The new Lindberg (that of the last 10-15 years) continues to stimulate the imagination and intelligence of music lovers. This Lindberg, whose expressive palette has substantially softened in comparison with the hard, steel-cold modernism of his early works (think of the extraordinary, but pitiless, Aura or Kraft), offers here three magnificent scores bathed in light and abounding like an explosion of floral colors. First, a Concerto for viola, the first of its kind for this composer, who already has two for violin, two for cello and three for piano. Lindberg constructs his harmonic edifice in pentatonic groups, and the work’s narrative in a palette of musical characters exchanged by the protagonists (viola and orchestra), rather than having the two fight each other. These characters chase each other in a flourishing whirlwind towards a clarified resolution. Written for a Mozartean orchestra, the work has a particularly pleasing lightness. Lawrence Foster fully masters the composer’s twirling lines, adding his own airy quality to the score. The Finnish orchestra conducted by Nicholas Collon offers a lacy, scintillating and extremely refined accompaniment. A real treat.
Two symphonic poems complete the program on this album. Absence and Serenades come from the same recently softened pen of the Finnish composer, which in no way detracts from the still dense character of his writing. The softer sonorities serve, in fact, to make an equally rigorous, complex and demanding discourse more accessible. Take Absence, an interweaving of references, transformations and reflections on the work’s “hidden” subject: Beethoven. There are quotations from Piano Sonata No. 26 ”Les Adieux” (another absence), and harmonic motifs associated with Symphonies Nos. 2 and 9. Lindberg was also inspired by the conversation notes Beethoven used at the end of his life to communicate (now completely deaf). Metaphorically, the absence here is that of the ability to communicate naturally, a striking contradiction in the case of an artist, all this in a beautiful musical canvas.

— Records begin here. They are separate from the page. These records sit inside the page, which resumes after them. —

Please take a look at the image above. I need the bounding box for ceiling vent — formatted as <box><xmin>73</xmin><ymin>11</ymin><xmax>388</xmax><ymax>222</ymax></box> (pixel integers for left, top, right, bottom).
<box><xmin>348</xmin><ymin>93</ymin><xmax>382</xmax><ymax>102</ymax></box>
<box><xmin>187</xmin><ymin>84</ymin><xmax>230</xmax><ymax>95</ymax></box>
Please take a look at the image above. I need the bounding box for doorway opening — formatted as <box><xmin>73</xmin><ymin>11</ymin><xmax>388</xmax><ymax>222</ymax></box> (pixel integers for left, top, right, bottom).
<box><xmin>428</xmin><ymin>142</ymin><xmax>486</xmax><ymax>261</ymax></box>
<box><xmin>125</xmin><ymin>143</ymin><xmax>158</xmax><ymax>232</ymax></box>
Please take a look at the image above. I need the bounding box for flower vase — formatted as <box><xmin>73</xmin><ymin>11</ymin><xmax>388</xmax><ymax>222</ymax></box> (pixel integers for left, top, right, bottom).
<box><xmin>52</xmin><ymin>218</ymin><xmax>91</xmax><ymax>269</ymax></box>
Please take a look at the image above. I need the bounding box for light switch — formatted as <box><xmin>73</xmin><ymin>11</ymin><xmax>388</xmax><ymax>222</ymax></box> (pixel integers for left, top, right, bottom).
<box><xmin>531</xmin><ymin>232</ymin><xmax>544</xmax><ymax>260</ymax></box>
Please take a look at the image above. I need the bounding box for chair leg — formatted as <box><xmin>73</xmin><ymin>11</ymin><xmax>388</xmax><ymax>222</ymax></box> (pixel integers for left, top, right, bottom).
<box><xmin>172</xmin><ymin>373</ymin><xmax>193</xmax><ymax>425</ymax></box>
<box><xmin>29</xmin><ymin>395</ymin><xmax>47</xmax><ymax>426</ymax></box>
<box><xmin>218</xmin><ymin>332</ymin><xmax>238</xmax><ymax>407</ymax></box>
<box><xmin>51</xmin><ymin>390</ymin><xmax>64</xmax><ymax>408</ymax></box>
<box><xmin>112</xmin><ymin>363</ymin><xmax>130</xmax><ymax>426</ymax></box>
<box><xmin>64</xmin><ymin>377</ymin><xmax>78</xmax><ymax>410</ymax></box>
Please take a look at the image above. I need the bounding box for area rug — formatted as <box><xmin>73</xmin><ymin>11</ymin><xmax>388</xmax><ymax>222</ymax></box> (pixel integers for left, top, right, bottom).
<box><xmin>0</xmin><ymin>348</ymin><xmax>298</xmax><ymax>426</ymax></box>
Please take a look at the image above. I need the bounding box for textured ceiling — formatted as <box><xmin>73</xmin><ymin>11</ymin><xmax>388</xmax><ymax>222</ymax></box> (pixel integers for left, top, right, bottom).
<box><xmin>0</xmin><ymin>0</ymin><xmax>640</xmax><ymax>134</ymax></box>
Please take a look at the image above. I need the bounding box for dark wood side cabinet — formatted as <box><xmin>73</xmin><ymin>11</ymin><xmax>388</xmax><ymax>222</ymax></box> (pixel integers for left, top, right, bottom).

Then, Serenades was commissioned by the Chicago Orchestra, an unusual request considering the history of serenades through the ages, a form associated with slow and/or nocturnal music, whereas Lindberg is used to writing agitated, often violent music. In the end, the Serenades the composer wrote are “rather wild”… Yes, but in the context of a savagery partially tamed in recent years, the score revealed in magnificent orchestral splendor is archly seductive.
One could hardly hope for better in terms of musical quality and interpretation. Magnus Lindberg remains one of the great artists of our time.